Ciò nonostante qualche tentativo in tal senso deve essere stato compiuto. Infatti il gruppo delle mappe è corredato da uno schizzo, di qualche anno successivo, che rappresenta alcune delle tavole nella medesima scala (circa 1 a 2000) riunite e disposte nel loro insieme come dovrebbero apparire nella realtà. Manca tuttavia la suddivisione in particelle o numeri di mappale, l'orientamento rispetto ai quattro punti cardinali e la collocazione relativa al resto del territorio comunale. Non si può cioè definire questo schizzo una tavola catastale vera e propria così come in generale non è corretto parlare di un catasto veneto per tutte le mancanze sopra rilevate.

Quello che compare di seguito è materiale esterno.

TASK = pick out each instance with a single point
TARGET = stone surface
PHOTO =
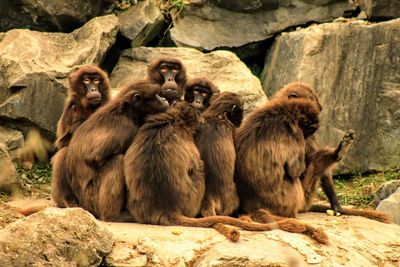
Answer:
(13, 140)
(380, 9)
(141, 23)
(207, 26)
(354, 241)
(35, 67)
(222, 67)
(385, 190)
(55, 15)
(391, 206)
(55, 237)
(354, 67)
(8, 174)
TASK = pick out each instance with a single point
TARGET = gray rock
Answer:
(13, 140)
(141, 23)
(208, 27)
(380, 9)
(55, 237)
(354, 241)
(55, 15)
(385, 190)
(9, 181)
(354, 69)
(222, 67)
(35, 67)
(391, 206)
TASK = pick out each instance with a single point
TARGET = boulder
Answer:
(55, 237)
(54, 16)
(354, 241)
(353, 66)
(35, 67)
(9, 181)
(380, 9)
(141, 22)
(385, 190)
(391, 206)
(222, 67)
(207, 27)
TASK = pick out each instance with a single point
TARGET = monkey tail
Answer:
(289, 225)
(370, 214)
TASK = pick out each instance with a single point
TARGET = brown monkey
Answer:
(199, 91)
(165, 177)
(270, 156)
(320, 162)
(215, 143)
(88, 90)
(170, 74)
(93, 160)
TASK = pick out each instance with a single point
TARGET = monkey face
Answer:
(91, 82)
(198, 97)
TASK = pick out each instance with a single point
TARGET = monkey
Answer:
(164, 175)
(93, 160)
(199, 91)
(170, 74)
(89, 88)
(321, 161)
(214, 141)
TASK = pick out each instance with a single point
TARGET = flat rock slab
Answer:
(354, 241)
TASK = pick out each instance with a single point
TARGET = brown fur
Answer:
(93, 160)
(172, 89)
(201, 86)
(77, 108)
(321, 162)
(170, 192)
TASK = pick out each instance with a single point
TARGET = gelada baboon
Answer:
(88, 90)
(171, 75)
(199, 91)
(165, 177)
(94, 158)
(215, 143)
(320, 162)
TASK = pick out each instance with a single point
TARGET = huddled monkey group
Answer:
(172, 151)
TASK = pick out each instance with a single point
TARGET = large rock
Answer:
(208, 27)
(55, 237)
(391, 206)
(9, 181)
(385, 190)
(354, 68)
(222, 67)
(35, 67)
(55, 15)
(354, 241)
(380, 9)
(141, 22)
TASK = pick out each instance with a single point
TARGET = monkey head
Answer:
(143, 98)
(90, 84)
(171, 75)
(228, 104)
(298, 91)
(199, 91)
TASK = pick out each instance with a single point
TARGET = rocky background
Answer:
(348, 50)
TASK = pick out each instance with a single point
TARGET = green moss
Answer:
(359, 190)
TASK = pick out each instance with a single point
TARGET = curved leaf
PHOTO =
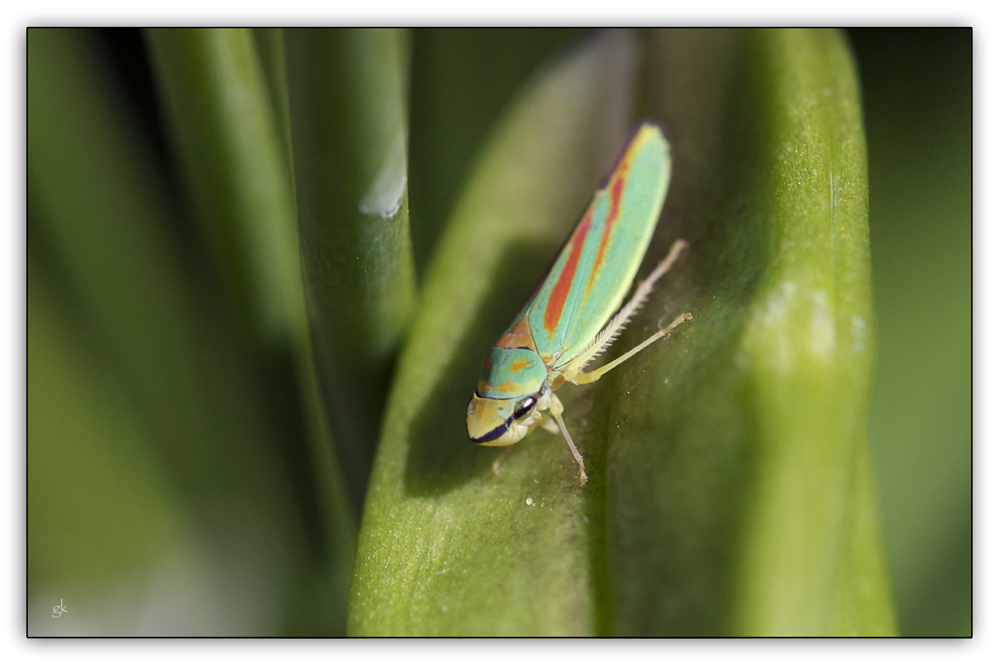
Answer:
(347, 97)
(729, 490)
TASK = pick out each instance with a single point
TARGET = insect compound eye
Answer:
(524, 407)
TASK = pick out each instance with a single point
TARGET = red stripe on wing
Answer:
(560, 292)
(612, 216)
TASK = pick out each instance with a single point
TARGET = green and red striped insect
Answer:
(568, 320)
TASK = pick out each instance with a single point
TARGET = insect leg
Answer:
(573, 373)
(594, 375)
(556, 410)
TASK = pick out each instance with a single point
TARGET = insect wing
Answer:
(593, 272)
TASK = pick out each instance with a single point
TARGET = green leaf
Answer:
(729, 489)
(347, 91)
(164, 371)
(228, 109)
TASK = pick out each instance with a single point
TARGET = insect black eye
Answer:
(524, 407)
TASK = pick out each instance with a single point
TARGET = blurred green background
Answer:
(917, 105)
(222, 520)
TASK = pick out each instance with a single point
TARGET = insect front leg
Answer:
(555, 407)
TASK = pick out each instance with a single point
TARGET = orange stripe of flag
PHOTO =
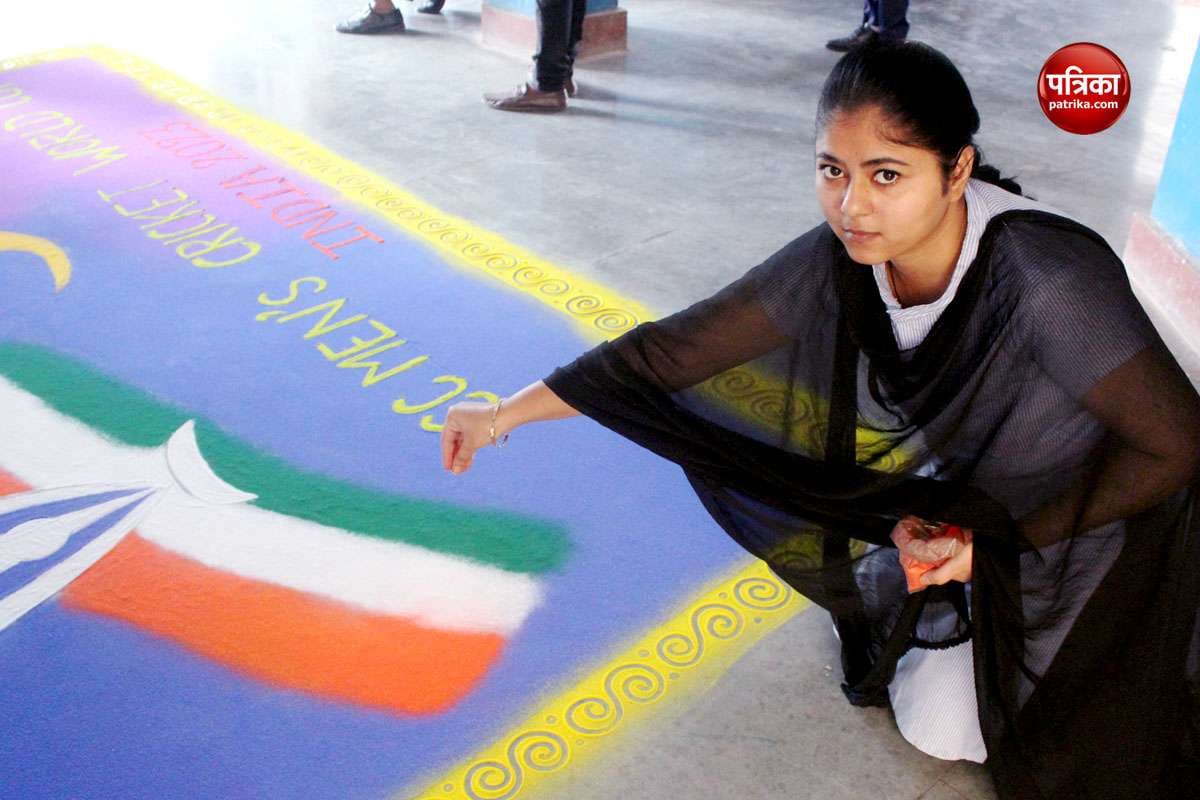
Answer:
(282, 636)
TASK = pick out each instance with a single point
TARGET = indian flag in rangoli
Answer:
(292, 578)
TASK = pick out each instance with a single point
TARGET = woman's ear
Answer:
(963, 167)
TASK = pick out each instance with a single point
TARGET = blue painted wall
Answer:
(529, 7)
(1177, 202)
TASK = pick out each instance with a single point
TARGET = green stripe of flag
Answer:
(133, 417)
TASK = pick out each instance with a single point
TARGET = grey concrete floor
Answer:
(679, 166)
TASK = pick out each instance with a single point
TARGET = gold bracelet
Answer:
(491, 428)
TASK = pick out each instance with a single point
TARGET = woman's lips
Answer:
(858, 236)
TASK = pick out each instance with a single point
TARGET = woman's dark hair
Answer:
(922, 92)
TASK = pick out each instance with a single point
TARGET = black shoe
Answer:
(373, 23)
(859, 37)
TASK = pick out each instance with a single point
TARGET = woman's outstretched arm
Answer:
(468, 426)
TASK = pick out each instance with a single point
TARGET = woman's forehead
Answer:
(867, 134)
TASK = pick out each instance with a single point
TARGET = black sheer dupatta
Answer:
(1042, 411)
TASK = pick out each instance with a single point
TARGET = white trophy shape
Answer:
(177, 468)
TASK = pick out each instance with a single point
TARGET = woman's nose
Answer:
(856, 202)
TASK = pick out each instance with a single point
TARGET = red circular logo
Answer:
(1084, 88)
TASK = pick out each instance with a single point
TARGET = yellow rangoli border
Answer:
(677, 659)
(599, 312)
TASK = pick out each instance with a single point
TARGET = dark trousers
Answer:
(889, 17)
(559, 30)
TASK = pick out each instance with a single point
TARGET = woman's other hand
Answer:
(931, 553)
(957, 567)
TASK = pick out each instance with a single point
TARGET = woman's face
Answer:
(883, 200)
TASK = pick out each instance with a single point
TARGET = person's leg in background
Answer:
(559, 30)
(381, 17)
(889, 18)
(881, 19)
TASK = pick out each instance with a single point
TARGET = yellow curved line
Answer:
(55, 258)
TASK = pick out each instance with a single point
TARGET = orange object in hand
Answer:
(925, 546)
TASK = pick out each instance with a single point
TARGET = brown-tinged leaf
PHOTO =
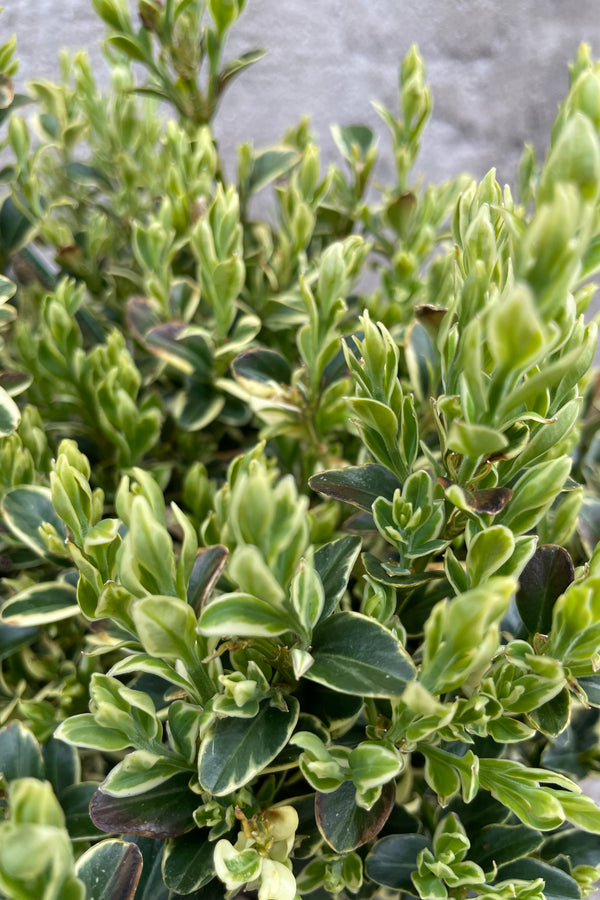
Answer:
(209, 564)
(546, 576)
(166, 811)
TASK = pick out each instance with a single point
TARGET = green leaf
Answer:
(25, 509)
(41, 604)
(138, 773)
(13, 638)
(15, 227)
(557, 884)
(110, 870)
(496, 845)
(514, 330)
(237, 65)
(580, 810)
(475, 440)
(62, 765)
(235, 750)
(358, 485)
(199, 406)
(244, 616)
(360, 136)
(271, 164)
(143, 662)
(183, 347)
(20, 755)
(488, 551)
(187, 863)
(356, 655)
(164, 812)
(546, 576)
(580, 847)
(166, 626)
(84, 731)
(346, 826)
(128, 46)
(393, 859)
(151, 885)
(334, 563)
(553, 716)
(10, 415)
(210, 563)
(517, 787)
(262, 372)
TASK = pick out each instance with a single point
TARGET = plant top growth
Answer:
(300, 581)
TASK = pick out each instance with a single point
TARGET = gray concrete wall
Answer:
(497, 70)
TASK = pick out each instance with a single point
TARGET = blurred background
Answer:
(497, 70)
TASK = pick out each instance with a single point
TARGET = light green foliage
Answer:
(285, 694)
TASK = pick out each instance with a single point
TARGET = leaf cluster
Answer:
(300, 579)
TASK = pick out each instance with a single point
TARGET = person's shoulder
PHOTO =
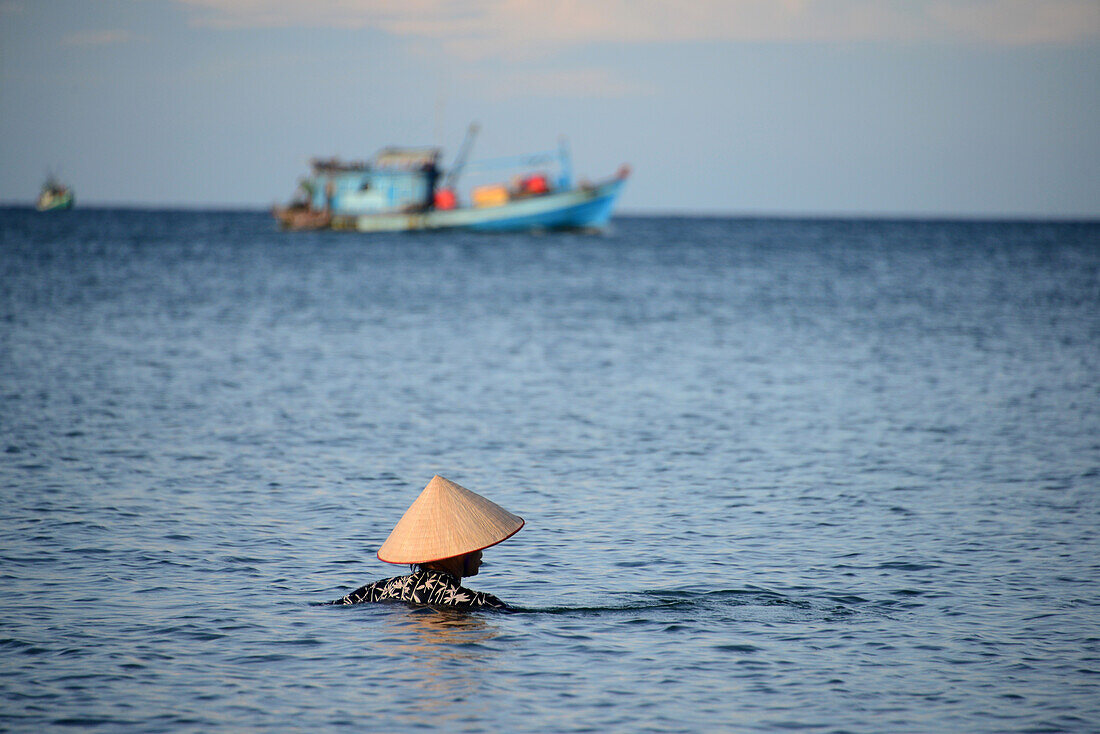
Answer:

Anche il governo francese, per cause analoghe a quelle venete, fallì in questa impegnativa opera. Come forse è noto i tecnici napoleonici riuscirono a rappresentare tutto il territorio bergamasco sotto forma di mappe con una medesima scala (2) ma non poterono completare e pubblicare le "Rubriche" e i "Libri delle partite" dei comuni rendendo di fatto inutilizzabile l'apprezzabile lavoro svolto.   
Fu il governo austriaco a portare a termine per la prima volta il grandioso progetto applicando metodi e regole nuove e realizzando un catasto  che è ancora oggi in molte situazioni un punto di riferimento insostituibile.
Le mappe di Stabello, insieme a poche altre presenti nella Biblioteca Civica Angelo Maj di Bergamo, sono pertanto la testimonianza della posa della prima pietra in un processo di costruzione durato quasi ottanta anni che ci ha dato al termine  uno strumento fondamentale per il vivere civile. Sarebbe augurabile che esse potessero trovare una collocazione più adeguata e sicura per interessamento delle autorità competenti di Zogno considerando che esse ci mostrano, tra le altre cose, l'abilità e l'equilibrio dei nostri antenati nello sfruttare e nel  modellare il territorio, impartendo una lezione attualissima di ecologia.   


BIBLIOGRAFIA
1) Reparto Manoscritti: sezione Cartografia.
2) Queste mappe sono tutte nella scala 1 a 2000 e sono depositate nel formato originale presso l'Archivio di Stato di Milano.